If you are not coming to repay the loan. He did not want to come in contact with the bank. The bank will go into the process of auctioning the collateral only if there is no option left. The bank keeps sending various letters of warning as soon as the installment defaults. There is a lot of follow-ups
How to reduce Home loan?
You have to pay EMI every month. Interest and principal are added to that installment. In the initial installment, the share of interest is more and the share of capital is more. Later, the interest rate decreases, and the interest rate increases. The amount of interest and principal is increasing every month. However, the size of the EMI does not change until the loan is repaid.

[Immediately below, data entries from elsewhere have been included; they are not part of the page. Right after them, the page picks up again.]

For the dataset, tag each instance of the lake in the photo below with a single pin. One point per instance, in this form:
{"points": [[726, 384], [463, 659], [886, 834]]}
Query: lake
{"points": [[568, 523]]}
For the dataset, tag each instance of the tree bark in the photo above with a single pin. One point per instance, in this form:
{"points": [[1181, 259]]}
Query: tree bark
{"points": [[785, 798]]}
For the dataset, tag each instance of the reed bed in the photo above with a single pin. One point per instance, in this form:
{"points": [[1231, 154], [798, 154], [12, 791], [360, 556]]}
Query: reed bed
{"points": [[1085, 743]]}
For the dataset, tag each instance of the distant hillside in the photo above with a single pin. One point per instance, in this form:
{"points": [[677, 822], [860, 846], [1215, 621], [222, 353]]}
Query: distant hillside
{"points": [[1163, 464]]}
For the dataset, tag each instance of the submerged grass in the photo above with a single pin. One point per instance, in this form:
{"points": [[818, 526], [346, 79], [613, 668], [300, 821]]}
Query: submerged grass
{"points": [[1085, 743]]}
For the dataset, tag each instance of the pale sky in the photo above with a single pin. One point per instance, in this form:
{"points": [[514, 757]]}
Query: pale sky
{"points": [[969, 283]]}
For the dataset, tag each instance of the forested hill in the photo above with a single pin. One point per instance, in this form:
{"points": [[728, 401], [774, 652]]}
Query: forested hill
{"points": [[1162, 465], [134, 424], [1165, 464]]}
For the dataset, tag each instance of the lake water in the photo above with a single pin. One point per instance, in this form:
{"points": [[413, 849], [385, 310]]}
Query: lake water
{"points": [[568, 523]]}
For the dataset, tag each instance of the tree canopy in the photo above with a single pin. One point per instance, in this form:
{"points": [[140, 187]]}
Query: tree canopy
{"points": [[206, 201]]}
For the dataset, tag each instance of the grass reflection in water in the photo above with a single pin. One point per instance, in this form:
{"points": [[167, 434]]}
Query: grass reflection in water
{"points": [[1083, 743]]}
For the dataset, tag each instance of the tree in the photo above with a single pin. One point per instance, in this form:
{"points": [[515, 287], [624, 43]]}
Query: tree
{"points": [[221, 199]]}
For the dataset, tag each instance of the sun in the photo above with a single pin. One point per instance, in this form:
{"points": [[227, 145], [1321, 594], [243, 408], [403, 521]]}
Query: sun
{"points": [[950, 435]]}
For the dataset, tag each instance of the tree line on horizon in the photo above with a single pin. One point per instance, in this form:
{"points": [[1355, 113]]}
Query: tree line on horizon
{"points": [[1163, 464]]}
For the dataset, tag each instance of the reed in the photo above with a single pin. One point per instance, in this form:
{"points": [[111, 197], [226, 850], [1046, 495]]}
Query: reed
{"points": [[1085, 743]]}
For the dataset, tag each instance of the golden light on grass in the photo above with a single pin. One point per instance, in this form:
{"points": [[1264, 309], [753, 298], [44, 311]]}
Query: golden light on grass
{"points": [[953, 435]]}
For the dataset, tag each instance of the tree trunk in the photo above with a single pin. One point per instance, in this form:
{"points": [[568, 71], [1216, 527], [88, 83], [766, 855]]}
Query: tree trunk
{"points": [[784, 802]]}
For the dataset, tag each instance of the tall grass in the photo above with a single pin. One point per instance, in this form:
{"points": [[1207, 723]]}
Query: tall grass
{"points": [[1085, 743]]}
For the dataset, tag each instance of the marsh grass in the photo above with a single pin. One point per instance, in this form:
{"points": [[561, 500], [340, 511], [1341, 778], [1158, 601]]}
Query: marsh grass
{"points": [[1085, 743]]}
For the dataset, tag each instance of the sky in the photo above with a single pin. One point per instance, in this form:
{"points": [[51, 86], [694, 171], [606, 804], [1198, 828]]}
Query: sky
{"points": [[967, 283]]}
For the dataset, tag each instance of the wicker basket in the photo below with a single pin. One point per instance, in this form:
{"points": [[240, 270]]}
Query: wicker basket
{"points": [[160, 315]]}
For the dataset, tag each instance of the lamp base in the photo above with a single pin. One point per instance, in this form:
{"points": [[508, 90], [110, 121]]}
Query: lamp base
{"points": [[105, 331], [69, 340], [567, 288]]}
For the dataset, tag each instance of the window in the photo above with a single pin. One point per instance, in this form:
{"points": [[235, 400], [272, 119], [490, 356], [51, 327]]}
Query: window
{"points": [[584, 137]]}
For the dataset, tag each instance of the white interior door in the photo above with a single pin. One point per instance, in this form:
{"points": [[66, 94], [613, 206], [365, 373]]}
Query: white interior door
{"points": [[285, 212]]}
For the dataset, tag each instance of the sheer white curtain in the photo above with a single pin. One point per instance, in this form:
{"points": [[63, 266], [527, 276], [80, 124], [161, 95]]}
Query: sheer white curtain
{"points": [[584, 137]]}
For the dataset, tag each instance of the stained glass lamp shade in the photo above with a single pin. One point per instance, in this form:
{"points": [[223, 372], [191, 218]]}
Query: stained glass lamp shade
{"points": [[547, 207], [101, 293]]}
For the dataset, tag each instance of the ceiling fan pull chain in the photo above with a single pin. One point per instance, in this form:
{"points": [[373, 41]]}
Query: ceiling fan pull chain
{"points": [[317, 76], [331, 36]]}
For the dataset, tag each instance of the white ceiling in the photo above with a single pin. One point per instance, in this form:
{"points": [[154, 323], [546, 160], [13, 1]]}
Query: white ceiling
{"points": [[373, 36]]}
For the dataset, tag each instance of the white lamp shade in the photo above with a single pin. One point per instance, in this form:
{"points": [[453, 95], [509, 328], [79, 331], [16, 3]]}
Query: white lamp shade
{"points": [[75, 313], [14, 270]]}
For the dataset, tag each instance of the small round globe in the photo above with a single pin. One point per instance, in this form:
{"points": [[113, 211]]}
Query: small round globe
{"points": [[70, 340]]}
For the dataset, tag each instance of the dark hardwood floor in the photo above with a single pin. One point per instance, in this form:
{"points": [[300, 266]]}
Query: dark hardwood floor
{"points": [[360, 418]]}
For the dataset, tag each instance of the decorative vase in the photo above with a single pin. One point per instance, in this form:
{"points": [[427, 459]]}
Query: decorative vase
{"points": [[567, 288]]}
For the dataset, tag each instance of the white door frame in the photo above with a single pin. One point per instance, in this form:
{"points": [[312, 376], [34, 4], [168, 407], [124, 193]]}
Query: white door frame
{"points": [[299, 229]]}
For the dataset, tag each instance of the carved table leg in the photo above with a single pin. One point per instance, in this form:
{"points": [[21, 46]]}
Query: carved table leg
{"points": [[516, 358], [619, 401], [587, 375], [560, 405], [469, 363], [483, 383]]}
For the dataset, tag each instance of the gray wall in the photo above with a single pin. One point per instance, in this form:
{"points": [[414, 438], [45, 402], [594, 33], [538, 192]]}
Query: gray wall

Can I repay the loan in Advance?
The loan taken from the bank can be repaid in advance. This facility is available if the customer has cash from somewhere and wants to reduce the loan. Repaying the loan in advance reduces the debt and interest burden.
According to Nepal Rastra Bank, customers (borrowers) do not have to pay an extra fee for loans below Rs 5 million when making advance payments. But for loans above Rs 5 million, banks have been charging an additional fee of up to 2 percent of the pre-payment amount. If you pay in advance gradually, you can also reduce the EMI and pay the installment. Or, you can pay the previous EMI. But there is no difference in interest rates.